My first base coach won’t let me practice kissing, I hate baseball.
Welcome to your 40s. The only shoes you can tolerate are running, but you won’t be doing any of that anymore.
RIP Ronaldo’s Moth. The world’s most famous footballing insect has died after a long and illustrious career. He was 6 weeks old.
For $600 and a box of Little Debbie snacks, I’ll smuggle you into Ireland where you can live out your days with a bog witch of your choosing.
20’s: need to look cool when I go out
30’s: need to look cool and be comfortable when I go out
40’s: need to be comfortable when I go out
50’s: I don’t need to go out
DETECTIVE: Where were you on the night of July 11th?
WALDO: (slides book across the table) You tell me, boss.

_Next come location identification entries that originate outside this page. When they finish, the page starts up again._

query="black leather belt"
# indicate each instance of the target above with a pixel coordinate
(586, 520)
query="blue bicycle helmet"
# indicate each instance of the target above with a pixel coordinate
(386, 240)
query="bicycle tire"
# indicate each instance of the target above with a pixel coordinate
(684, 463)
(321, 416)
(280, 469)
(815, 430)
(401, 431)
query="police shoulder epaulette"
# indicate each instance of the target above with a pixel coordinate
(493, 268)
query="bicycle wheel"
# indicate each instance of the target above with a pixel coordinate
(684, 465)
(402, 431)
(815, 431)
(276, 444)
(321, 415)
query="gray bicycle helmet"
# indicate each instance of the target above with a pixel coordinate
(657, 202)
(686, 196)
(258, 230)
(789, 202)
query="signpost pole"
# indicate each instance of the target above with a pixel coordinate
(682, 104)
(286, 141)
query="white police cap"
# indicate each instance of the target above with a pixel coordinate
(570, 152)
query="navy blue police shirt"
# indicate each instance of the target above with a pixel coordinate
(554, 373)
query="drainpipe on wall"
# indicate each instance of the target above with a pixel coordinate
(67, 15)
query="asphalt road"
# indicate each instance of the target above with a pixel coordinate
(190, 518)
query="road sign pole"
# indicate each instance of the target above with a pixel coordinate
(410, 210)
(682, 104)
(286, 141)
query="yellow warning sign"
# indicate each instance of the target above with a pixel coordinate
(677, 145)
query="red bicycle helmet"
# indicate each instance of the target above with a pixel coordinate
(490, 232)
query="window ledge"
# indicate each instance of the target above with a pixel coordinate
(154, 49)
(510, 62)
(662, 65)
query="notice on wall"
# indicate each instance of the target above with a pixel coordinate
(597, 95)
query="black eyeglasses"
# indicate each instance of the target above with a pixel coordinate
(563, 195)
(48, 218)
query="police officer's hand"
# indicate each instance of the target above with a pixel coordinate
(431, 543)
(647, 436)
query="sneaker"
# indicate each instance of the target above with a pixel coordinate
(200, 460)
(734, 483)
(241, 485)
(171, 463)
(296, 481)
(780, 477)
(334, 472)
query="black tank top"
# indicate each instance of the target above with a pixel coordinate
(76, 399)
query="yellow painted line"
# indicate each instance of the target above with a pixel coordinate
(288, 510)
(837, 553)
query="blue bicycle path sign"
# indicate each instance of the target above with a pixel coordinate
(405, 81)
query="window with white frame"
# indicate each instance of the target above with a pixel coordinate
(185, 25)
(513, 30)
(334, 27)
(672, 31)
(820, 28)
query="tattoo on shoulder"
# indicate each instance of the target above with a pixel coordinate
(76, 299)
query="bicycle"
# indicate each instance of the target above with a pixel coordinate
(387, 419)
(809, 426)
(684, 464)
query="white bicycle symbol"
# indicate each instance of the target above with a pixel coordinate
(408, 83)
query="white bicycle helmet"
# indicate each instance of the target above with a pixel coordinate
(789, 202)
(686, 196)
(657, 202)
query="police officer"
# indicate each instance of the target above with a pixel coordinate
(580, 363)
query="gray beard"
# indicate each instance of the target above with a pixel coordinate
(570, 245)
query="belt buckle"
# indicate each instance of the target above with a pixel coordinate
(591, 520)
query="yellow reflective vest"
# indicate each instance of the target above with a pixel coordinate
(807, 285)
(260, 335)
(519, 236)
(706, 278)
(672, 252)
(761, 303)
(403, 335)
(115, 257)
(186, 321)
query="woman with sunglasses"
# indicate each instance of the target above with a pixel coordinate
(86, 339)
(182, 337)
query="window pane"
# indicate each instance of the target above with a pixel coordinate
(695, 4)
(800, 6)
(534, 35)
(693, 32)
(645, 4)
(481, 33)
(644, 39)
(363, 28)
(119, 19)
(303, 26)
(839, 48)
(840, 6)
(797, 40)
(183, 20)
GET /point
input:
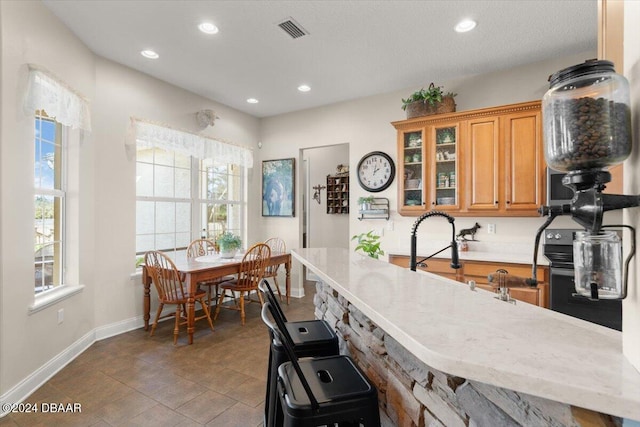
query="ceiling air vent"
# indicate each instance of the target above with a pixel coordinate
(292, 28)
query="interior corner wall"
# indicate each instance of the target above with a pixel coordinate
(30, 34)
(326, 230)
(631, 305)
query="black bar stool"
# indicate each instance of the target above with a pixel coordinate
(317, 391)
(310, 338)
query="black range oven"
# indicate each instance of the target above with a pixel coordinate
(558, 249)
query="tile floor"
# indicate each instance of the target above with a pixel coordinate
(136, 380)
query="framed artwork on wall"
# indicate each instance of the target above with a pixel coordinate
(278, 187)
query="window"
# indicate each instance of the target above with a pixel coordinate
(180, 197)
(50, 187)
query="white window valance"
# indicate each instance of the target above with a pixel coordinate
(57, 99)
(145, 134)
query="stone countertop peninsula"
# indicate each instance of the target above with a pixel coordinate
(509, 253)
(473, 335)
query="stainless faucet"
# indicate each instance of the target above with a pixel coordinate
(455, 264)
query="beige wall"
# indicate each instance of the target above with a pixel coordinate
(324, 230)
(365, 124)
(30, 34)
(631, 305)
(122, 93)
(32, 345)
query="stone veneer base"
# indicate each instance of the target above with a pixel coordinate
(412, 393)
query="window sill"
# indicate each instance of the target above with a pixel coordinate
(49, 298)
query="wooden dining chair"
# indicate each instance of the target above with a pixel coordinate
(277, 245)
(202, 247)
(250, 274)
(172, 290)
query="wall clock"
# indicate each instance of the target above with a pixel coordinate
(376, 171)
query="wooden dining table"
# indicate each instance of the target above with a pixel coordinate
(207, 268)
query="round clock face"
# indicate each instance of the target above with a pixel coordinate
(376, 171)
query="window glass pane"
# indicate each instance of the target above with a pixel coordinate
(234, 218)
(165, 242)
(167, 204)
(48, 204)
(145, 217)
(183, 240)
(165, 217)
(182, 161)
(145, 242)
(144, 155)
(183, 217)
(47, 266)
(45, 155)
(163, 181)
(235, 188)
(183, 183)
(144, 179)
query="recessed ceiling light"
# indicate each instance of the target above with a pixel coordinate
(208, 28)
(149, 54)
(465, 25)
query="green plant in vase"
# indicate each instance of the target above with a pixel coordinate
(229, 244)
(369, 244)
(432, 100)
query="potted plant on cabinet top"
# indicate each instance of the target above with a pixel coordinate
(229, 244)
(369, 244)
(429, 101)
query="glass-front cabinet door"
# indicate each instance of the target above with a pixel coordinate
(444, 172)
(412, 160)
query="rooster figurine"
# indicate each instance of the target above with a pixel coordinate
(469, 232)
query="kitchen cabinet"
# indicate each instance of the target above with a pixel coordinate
(487, 162)
(428, 164)
(506, 164)
(338, 194)
(479, 272)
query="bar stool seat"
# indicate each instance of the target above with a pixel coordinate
(311, 338)
(326, 390)
(342, 391)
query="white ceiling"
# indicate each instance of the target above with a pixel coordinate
(354, 48)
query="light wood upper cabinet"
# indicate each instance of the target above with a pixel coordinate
(487, 162)
(484, 174)
(524, 162)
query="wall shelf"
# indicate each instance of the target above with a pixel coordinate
(378, 209)
(338, 194)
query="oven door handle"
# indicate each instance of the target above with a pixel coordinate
(562, 272)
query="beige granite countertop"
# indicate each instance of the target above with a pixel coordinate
(471, 334)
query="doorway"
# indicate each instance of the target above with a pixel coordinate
(319, 162)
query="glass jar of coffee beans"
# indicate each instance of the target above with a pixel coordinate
(586, 117)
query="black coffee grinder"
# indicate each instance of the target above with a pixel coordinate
(587, 128)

And ladies, keying cars is very 2010 lol all you need to do is ask to drive his car and you take it and speed pass every speed camera in your city. And just return his car back to him like nothing happened.
[being mugged]
ME: can i keep things of sentimental value?
ROBBER: ok
ME:[pulling things from wallet] my favorite cash…my lucky debit card
“I love you but I don’t trust you,” I say to my dog as I put cheese and crackers on the table.
Cleaned bathroom sink half hour ago. Then trimmed mustache over sink. Oh … That’s what all those women I lived with were complaining about.
I’ve said it before. If Clifford was a Big Red Cat, everyone would be dead.
“I’m sorry, but are you suggesting what I think you’re suggesting?” -Fun way to confuse a waiter who just suggested a menu item
Caesar: Et tu, Brute?
Brutus: We told you not to wear Crocs.